While Jenny's parents never once tried to dissuade their daughter from planning her engagement to me, I eventually decided it would be wrong to expect her to dramatically change her standard of life as I could never hope to give her what she'd be leaving behind. So I broke off our relationship and within four months was back home in England.
Seven years after my return to England, I had become a more mature individual. Never again would I allow myself to feel ill at ease in any manner of company, nor let class or privilege separate me from the woman I loved, the places I wanted to go or the things I wanted to say and do. And yet, I know that at that time in my life when I gave up Jenny, that was the right thing to do.
Leaving home had enabled me to grow into my own man and though I returned to live at the parental abode in Windybank Estate for another three years before I married and finally moved out, things were never quite the same. I had been to Canada and back and I had loved and lost. Canada had changed me. I was a different person!
I found myself in between worlds; not being able to fit in again to either working class life or fully reconcile myself to middle class values and the ways and folk that accompany it. Before going to Canada, I had been a textile foreman. Shortly after my return, I became a mill manager earning half as much again above the average wage, with more on offer.
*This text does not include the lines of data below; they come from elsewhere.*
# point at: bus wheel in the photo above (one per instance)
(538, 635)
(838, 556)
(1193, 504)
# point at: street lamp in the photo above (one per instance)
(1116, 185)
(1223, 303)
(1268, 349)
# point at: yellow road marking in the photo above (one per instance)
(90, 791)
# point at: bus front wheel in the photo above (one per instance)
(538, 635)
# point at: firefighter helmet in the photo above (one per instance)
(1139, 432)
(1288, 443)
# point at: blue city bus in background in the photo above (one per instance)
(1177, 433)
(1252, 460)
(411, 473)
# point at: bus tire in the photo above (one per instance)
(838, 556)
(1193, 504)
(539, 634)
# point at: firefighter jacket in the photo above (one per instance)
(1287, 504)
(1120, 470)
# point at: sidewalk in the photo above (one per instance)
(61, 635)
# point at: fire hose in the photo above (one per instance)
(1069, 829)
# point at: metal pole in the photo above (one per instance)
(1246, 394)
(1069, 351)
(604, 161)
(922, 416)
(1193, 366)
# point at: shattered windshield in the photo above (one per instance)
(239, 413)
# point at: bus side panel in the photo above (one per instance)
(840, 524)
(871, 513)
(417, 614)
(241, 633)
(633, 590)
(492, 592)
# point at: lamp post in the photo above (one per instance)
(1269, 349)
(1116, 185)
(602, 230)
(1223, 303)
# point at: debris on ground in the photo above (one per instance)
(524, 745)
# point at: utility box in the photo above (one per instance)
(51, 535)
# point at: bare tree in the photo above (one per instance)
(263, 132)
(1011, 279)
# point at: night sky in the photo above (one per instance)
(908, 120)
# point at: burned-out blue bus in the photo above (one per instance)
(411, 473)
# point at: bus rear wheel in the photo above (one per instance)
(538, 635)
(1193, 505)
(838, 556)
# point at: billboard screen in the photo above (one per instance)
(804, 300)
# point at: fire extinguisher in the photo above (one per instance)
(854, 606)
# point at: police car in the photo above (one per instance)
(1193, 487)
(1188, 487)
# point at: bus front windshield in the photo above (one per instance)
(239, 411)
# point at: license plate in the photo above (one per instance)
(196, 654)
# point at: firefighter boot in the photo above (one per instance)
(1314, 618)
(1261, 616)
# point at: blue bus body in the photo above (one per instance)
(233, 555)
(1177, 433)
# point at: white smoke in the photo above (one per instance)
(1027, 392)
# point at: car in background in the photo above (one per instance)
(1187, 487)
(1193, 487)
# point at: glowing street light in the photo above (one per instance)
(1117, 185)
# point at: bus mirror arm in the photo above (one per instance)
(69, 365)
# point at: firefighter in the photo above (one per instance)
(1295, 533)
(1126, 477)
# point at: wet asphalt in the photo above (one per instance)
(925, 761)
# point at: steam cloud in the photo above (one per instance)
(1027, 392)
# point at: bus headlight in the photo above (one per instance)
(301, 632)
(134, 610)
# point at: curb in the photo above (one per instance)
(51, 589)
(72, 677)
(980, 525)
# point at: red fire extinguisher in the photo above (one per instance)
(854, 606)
By my marriage at the age of 26 years, I owned a brand new three-bedroomed house in a posh part of upwardly-mobile Mirfield and I seemed to have left my roots behind.
For over the next four years, I tried to settle down to living 'the good life,' but I remained unsettled. Then, when I had everything a young married man not yet thirty could want, I threw all my prospects overboard again and after securing enough GCE '0' and 'A' levels at night school at the age of thirty, I obtained a university place at Bath to read History. One month before I was due to go to Bath University, I got offered a one year course at Newcastle University (then a Polytechnic College), to train as a Probation Officer. I decided to seek fame instead of fortune and to do a job that made full use of my real identity, talents, roots and values I grew up with. From that moment, I never once looked back.
A person needs to leave home and be separated from the surround of their family and values before they understand how much both mean to them. If mum and dad are wise, they will not reject their children's right to find themselves and to make their own way in the world. Good parents will stay anchored to the family values that they have always displayed and when youthful travels have shown their children what the world has to offer them, their offspring will have hopefully grown to understand that the real worldly treasure they have always possessed is to be found within themselves and in their own back yard that they grew up in." William Forde: July 23rd, 2015.